Please note, a 2'x4' sheet of plywood probably doesn't measure to be exactly 2'x4'. So, be sure to measure the plywood and cut the boards to the exact measurement.
In the picture above, I am using a powered hand planer. The purpose is to clean up the top of the pallet boards by removing a few layers of wood. A powered hand planer will run you about $50 and can be a handy tool. This isn't always necessary and a lot of sanding will essentially get you the same effect.
After every thing is cut and you layout your pallet boards on the plywood, generously spread some glue on the plywood and apply the boards.
Throw something heavy on top of the boards and let it dry for approximately 12-24 hours. This is always a great step to complete the day before you begin your build.
Also, it is not entirely necessary to attach the pallet boards to the plywood. You can forego the plywood all together if need be.
2. Measure and Cut Your Legs
The standard height of a desk is around 29". Because the desk top will be resting on top of the legs, I cut my legs about an inch short of 29".
It is possible, although not easy, to cut 4x4's with a circular saw. Generally, you want to use a miter saw, but they can be expensive.
To cut your 4x4 leg's with a circular saw, you will simply need to measure and mark all 4 sides the same length. Next, you cut each side where marked and that should get you pretty close. You will likely need to do some sanding to even out some of your cut's and ensure the leg bottom is flat..
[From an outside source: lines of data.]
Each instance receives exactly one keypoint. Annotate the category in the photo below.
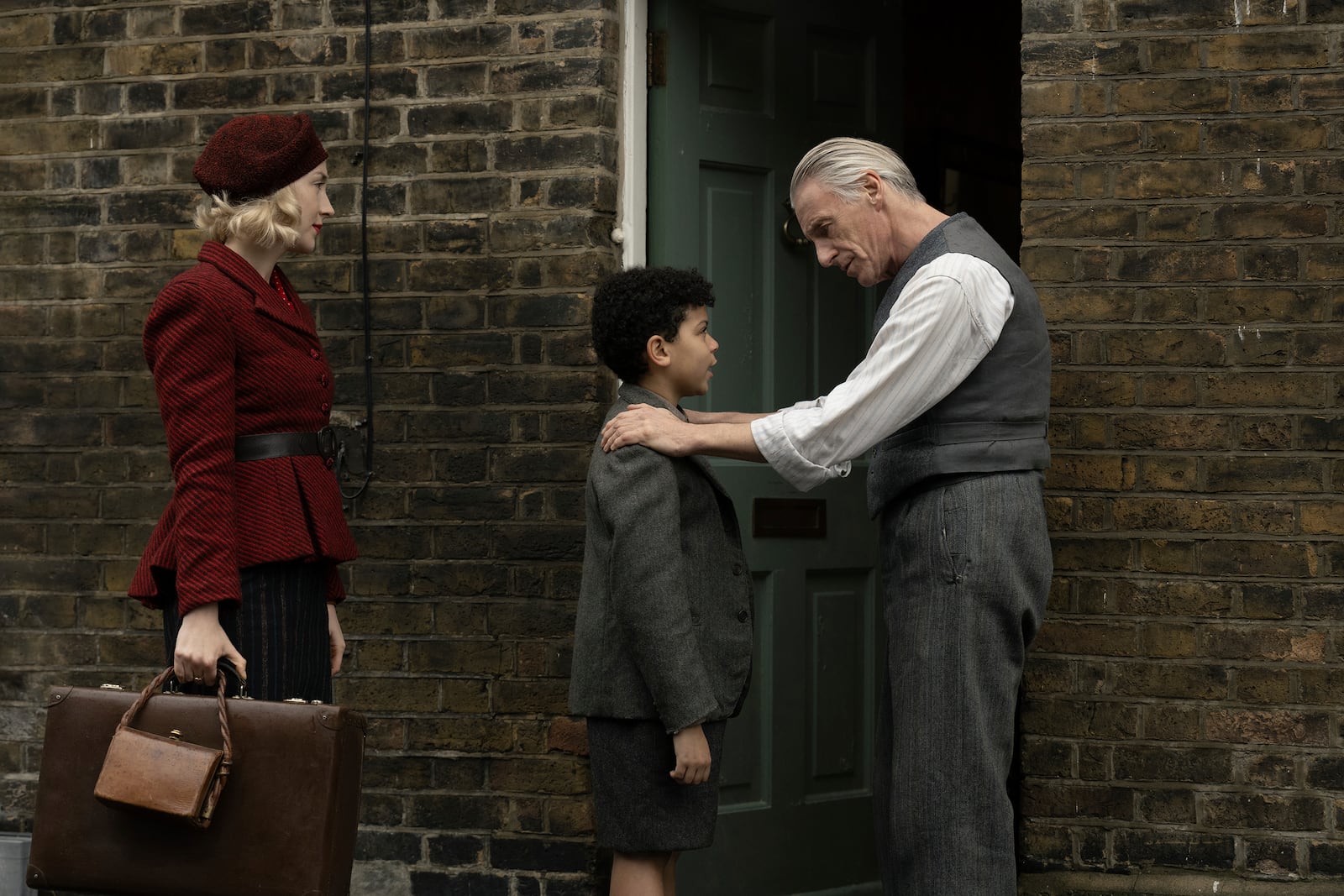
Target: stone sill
(1168, 884)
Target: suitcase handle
(151, 689)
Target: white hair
(840, 163)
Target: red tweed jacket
(230, 358)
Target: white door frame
(631, 230)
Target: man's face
(853, 237)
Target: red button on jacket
(228, 356)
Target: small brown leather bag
(165, 775)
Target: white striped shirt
(944, 324)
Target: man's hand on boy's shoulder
(655, 427)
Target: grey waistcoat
(996, 419)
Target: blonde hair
(266, 221)
(839, 164)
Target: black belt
(264, 446)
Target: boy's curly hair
(638, 302)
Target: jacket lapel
(265, 301)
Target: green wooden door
(749, 87)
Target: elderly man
(953, 398)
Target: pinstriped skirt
(280, 627)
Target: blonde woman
(244, 559)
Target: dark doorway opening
(963, 112)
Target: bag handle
(226, 763)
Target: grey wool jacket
(664, 617)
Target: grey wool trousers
(967, 573)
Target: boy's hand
(692, 757)
(655, 427)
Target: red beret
(253, 156)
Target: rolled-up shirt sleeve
(947, 320)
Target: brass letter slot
(790, 517)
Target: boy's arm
(649, 582)
(663, 432)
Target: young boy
(663, 637)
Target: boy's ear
(658, 351)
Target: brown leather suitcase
(284, 826)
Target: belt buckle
(327, 443)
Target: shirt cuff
(779, 450)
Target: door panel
(750, 86)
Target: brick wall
(1182, 215)
(491, 203)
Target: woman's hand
(692, 757)
(338, 640)
(201, 644)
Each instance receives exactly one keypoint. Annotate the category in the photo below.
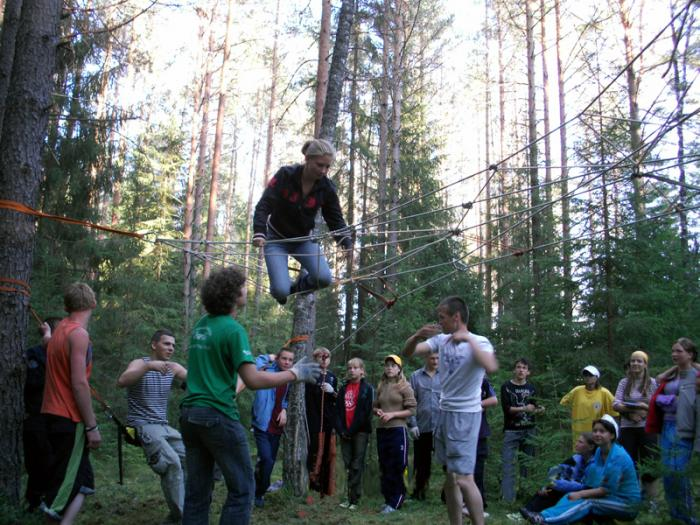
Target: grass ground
(139, 500)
3. Cut and Attach Desk Side Boards
The picture above demonstrates how to make a lengthwise cut along a piece of pallet board. You simply want to mark your board where the edge of the circular saw guide will be as you cut the board. Mark both sides of the board you want to cut. Next, clamp a piece of straight board along those marks. Now, as you cut the board, because your circular saw guide is against the clamped board, your cut should remain straight.
Now it's time to cut some pallet boards for the sides (where the desk will sit into). Cut your boards to the same length as your top boards (approximately 4ft).
Follow the same procedure for the end pieces using the width of your desk top.
Time to attach the lengthwise boards. Use an1/8" drill bit for pilot holes, and attach the boards using an 1 5/8" screw. Allow the boards to hang over the top of your legs (about an inch) so your desk top can sit into it (see photo in step 5 for reference). Measure the board width of your desk top to get the exact measurement.
4. Assemble Desk Base
Clamp the boards cut to the width of your desk top.
Use a level to ensure it's straight.
Now, pilot drill and screw the boards in place.
5. Add 2x2 Bracing for Desk Top
In order to attach the desk top to the base, the desk top needs something to screw into. Measure the distance between the legs on each end and cut two 2x2 boards to that length.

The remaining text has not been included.